I have read and followed the contributing guidelines
The functionality is complete
I have commented my code, particularly in hard-to-understand areas
I have made corresponding changes to the documentation
My changes generate no new warnings
I have added tests that prove my fix is effective or that my feature works
New and existing unit tests pass locally with my changes

ipanfilo · 2026-05-29T03:50:06Z

+    COMMAND sh -c
+      "tmp=$(mktemp /tmp/gitconfig.XXXXXX) || exit 1; \
+GIT_CONFIG_GLOBAL=$tmp git config --global --add safe.directory '*' >/dev/null 2>&1; \
+GIT_CONFIG_GLOBAL=$tmp PYTHONPATH=\"${__QOLA_DIR}:$PYTHONPATH\" '${Python_EXECUTABLE}' -m qola.cli checkout \


Wouldn't it make sense to integrate safe.directory overriding to qola? The pattern with dubious ownership is probably not TE specific

I worry that such behavior is a bit too authoritative for qola if that makes sense? My reasoning is that the permission scope here seems to be outside of qola and hence qola should not be the one in charge of it. I'm open to reconsidering that, but it's just my initial position.

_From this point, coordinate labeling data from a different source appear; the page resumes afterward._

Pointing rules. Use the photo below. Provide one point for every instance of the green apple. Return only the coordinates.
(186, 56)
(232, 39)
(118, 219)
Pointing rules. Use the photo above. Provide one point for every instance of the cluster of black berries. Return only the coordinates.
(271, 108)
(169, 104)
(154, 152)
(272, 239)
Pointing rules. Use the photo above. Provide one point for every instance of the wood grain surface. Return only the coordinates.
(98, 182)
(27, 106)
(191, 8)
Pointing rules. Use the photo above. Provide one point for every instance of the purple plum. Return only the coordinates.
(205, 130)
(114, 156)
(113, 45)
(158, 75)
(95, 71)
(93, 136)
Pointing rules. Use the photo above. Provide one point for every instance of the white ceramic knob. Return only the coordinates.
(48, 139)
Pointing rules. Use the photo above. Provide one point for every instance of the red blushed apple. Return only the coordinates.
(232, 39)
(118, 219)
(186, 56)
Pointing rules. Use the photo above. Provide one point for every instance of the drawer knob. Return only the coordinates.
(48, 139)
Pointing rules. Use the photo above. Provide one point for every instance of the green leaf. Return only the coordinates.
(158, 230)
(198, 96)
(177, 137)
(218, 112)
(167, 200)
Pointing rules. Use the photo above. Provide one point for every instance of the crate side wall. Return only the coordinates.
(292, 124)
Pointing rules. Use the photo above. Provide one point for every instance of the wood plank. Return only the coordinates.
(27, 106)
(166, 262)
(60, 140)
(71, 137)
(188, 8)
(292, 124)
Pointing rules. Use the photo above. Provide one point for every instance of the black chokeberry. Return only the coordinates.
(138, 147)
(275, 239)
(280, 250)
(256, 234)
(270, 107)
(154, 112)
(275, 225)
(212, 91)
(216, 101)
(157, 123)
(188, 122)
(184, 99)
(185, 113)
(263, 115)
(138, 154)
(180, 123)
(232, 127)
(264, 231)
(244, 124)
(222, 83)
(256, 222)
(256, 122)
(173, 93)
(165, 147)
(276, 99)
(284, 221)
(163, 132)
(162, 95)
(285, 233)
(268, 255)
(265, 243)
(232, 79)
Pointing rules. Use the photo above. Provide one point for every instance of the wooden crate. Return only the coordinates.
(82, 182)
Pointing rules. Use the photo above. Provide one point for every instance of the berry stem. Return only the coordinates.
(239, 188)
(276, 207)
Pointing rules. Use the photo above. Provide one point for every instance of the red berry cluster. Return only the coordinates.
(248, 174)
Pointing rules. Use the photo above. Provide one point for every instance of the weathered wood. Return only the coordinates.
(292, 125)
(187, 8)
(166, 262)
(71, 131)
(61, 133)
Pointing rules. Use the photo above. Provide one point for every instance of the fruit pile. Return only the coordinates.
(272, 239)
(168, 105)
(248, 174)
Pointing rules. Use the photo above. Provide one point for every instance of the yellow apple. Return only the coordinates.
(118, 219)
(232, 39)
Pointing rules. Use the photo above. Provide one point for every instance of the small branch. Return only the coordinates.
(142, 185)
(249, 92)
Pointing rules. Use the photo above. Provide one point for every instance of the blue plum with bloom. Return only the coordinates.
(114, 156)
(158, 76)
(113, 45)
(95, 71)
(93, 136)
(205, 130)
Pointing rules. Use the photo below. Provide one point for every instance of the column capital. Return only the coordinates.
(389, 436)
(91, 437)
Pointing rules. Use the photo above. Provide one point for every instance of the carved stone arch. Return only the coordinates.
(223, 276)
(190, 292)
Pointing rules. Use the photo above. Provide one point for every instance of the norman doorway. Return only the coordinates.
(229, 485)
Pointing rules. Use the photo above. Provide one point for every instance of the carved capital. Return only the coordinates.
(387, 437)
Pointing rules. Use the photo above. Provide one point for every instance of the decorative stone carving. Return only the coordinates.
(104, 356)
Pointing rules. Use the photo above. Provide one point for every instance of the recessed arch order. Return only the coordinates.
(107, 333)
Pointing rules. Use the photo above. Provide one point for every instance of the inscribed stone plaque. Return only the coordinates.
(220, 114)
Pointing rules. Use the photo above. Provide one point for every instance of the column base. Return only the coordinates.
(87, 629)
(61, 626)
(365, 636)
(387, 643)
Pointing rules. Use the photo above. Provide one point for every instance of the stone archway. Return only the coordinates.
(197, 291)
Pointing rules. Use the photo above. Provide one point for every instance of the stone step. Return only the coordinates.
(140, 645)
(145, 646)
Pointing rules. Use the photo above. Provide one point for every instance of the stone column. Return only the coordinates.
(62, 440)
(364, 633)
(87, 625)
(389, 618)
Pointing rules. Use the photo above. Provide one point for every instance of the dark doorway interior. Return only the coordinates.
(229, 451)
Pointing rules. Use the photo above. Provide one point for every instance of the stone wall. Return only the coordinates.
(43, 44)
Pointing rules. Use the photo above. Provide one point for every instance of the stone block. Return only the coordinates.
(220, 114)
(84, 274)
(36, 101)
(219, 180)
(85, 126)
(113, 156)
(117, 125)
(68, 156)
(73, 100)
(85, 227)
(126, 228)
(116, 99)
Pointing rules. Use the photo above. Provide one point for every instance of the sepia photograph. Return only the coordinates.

It is valid concern bearing in mind QoLA is intended to be reused by different components. May be make this behavior controllable then. It is OK to keep the things in TE, it will just require doing things this overriding twice - here and when build is called - BTW, there are comments there but not actual code change

Sounds good, but can we do that in a separate PR to QoLA first?

ipanfilo · 2026-05-29T04:17:26Z

+# commit QoLA will actually check out and build, not whatever happens to be
+# the submodule's current HEAD at configure time.
+set(__QOLA_MANIFEST "${CMAKE_CURRENT_LIST_DIR}/qola_manifest.toml")
+set_property(DIRECTORY APPEND PROPERTY CMAKE_CONFIGURE_DEPENDS "${__QOLA_MANIFEST}")


AITER_SHA is not cached variable. Why is CMAKE_CONFIGURE_DEPENDS needed?

I mainly have it so that direct cmake or ninja building will catch on manifest changes since I use it for incremental builds (and am thinking about including an incremental build option for TE's AITER FA backend). It's not strictly necessary, just a nice to have in such a workflow

Will it also trigger re-executing of QoLA cli in the parent (ck_used_attn/ ) CMAkeLists.txt?

ipanfilo · 2026-05-29T04:29:29Z

+  if(NOT AITER_CHECKOUT_RESULT EQUAL 0)
+    message(FATAL_ERROR
+            "Failed to sync AITER source tree at ${__AITER_SOURCE_DIR} to "
+            "manifest-pinned commit ${AITER_SHA}.\n"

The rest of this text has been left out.